De la cité prophétique à la société globale

La mondialisation est une idée bien moins nouvelle qu’on voudrait nous le faire croire: telle est la conclusion qui s’impose à la lecture de l’Histoire de l’utopie planétaire que propose Armand Mattelart.

L’auteur se consacre depuis des années à l’analyse de l’univers des communications. Son Donald l’imposteur ou l’impérialisme raconté aux enfants (une étonnante étude sur l’empire Disney et Donald Duck comme outil de propagande politique) a l’insigne honneur de figurer parmi les quelques livres dont la circulation est de fait interdite aux États-Unis. Avec son Histoire de l’utopie planétaire, il nous démontre cette fois que le nouveau dogme du libre-échange et de la libre circulation de produits est en fin de compte aussi vieux que… le catholicisme!

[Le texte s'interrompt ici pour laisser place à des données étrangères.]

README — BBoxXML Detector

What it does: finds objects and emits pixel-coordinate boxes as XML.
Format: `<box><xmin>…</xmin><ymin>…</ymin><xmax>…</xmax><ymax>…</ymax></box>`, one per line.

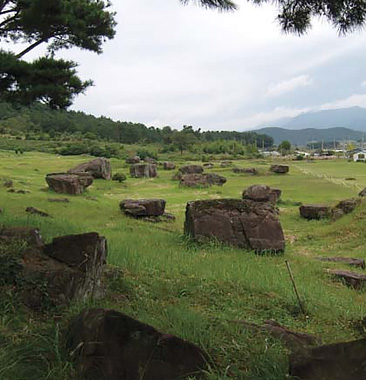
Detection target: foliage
<box><xmin>186</xmin><ymin>0</ymin><xmax>366</xmax><ymax>34</ymax></box>
<box><xmin>0</xmin><ymin>0</ymin><xmax>116</xmax><ymax>109</ymax></box>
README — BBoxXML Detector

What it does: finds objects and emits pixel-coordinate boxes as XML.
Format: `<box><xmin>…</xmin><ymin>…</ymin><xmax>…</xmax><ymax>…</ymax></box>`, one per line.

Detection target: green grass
<box><xmin>0</xmin><ymin>151</ymin><xmax>366</xmax><ymax>380</ymax></box>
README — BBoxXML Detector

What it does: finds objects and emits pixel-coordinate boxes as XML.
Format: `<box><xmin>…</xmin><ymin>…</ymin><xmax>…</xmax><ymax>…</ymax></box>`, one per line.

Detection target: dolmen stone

Le mot vient du grec: khatolikos signifie «général, universel»; il est dérivé de khatolon: «en général», et de holos: «tout entier» (comme dans hologramme, holocauste). Et le christianisme est la première religion de l’histoire à prétendre être «la» foi universelle. Il n’a jamais fait grand cas des frontières nationales, et s’est depuis longtemps consacré à la diffusion de ce qu’on appelle aujourd’hui une «pensée unique».

L’Histoire de l’utopie planétaire retrace l’évolution de ce «catholicisme» depuis la découverte de l’Amérique. L’ouvrage permet de voir que, dans toutes les idéologies qui cherchent depuis lors à unifier les hommes et les marchés, dans toutes les technologies de communication qui, au fil des siècles, ont contribué à rapprocher les peuples, on ne cesse de trouver des traces de cette religion. Ainsi apprend-on, par exemple, que le premier message télégraphique qui ait été transmis (aux États-Unis, en 1844) se réduisait aux mots «What hath God wrought»: «Ce que Dieu a fait». Et lorsque quand Karl Marx écrit son Discours sur le libre-échange, c’est entre autres pour y dénoncer un certain docteur Bowring, qui «a donné à tous ses arguments une consécration religieuse, en s’écriant dans un meeting public: Jésus-Christ, c’est le free-trade; le free-trade, c’est Jésus-Christ!».

Aussi n’est-il pas étonnant que, de nos jours, la mondialisation de l’économie soit intimement liée au développement des industries états-uniennes. Les États-Unis sont une société profondément imprégnée de christianisme; c’est écrit sur tous leurs trente sous: «In God we trust»!

Au fil de cette Histoire de l’utopie planétaire, Armand Mattelart nous fait réaliser combien la volonté d’unifier la planète conduit le plus souvent à l’uniformisation des identités et des cultures. L’ouvrage se conclut sur un éloge de la diversité et des particularismes culturels: l’antidote au MacWorld, à ce catholicisme globalitaire, se trouve dans l’affirmation d’un nouveau cosmopolitisme. Ce n’est pas en parlant tous le même langage (surtout si c’est celui de l’argent) qu’on finira par se comprendre, mais plutôt en pratiquant tous plusieurs langues, en participant tous de plusieurs cultures. Un ouvrage tout simplement fascinant, passionnant et, surtout, essentiel. Éd. La découverte, coll. Textes à l’appui/série histoire contemporaine, 1999, 423 p.